You wrote, too, with plenty of advice about what I should do with the various pieces of Irish ephemera on which I have previously reported. Val Crysell thinks I should wear my newly acquired Orangeman's bowler while drinking from my Gerry Adams mug, "thus preserving impartiality while combining the two". Jon Suthrell is more ambitious, with a solution requiring me first to buy the Adams statuette I saw in the Sinn Fein shop: "Second, place the statuette in the hat. Third, fill the mug. Fourth, empty it over the statuette. Fifth, parcel up the result and send it to Ian Paisley. This will leave you with the mug, for which a use will doubtless occur." Jim Kendrick thinks aesthetically rather than politically, recommending I fill the bowler with good Irish peat sown with four-leaved clovers, drill a drainage hole in the base of the mug, plant it with shamrock from all over Ireland and plunge it into the hat, give the result warmth and light and feed with Irish whisky. At little extra cost this can be converted into a hanging bowler.

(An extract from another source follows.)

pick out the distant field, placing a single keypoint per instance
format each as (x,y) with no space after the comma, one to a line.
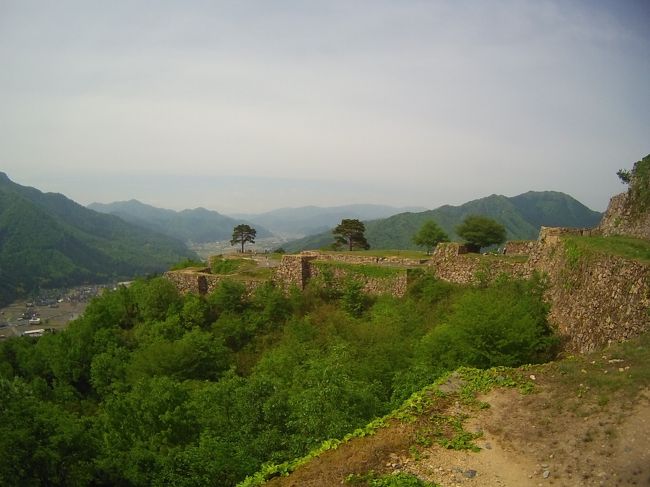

I think that's unnecessarily elaborate. Jim F Allen (or is it Jim and F Allen?) has/have the right idea when she/they recommend/s that I make my tea in the mug and then cover it with the hat. "This will a) keep the tea hot; b) allow steam to escape; c) provide a useful piece of symbolism."

That's enough letters. I am surrounded not by ordure but by amusing, concerned, learned and worried contributions about, inter alia, elves, fish, insults, job centres, linguistic horrors, railway staff, scratch cards and, of course, poetry and verse challenges to come. Be patient. We will get to everything in time.

Incidentally, Martin Russell and John Whitaker, I am well aware of what Edwards rhymes with: my father was known by some of his students as `Cuddle me Bedwards". But if you think I'm going to publish the limericks you have sent me on that theme, you've got another think coming. I may not be long on gravitas, but I have my limits.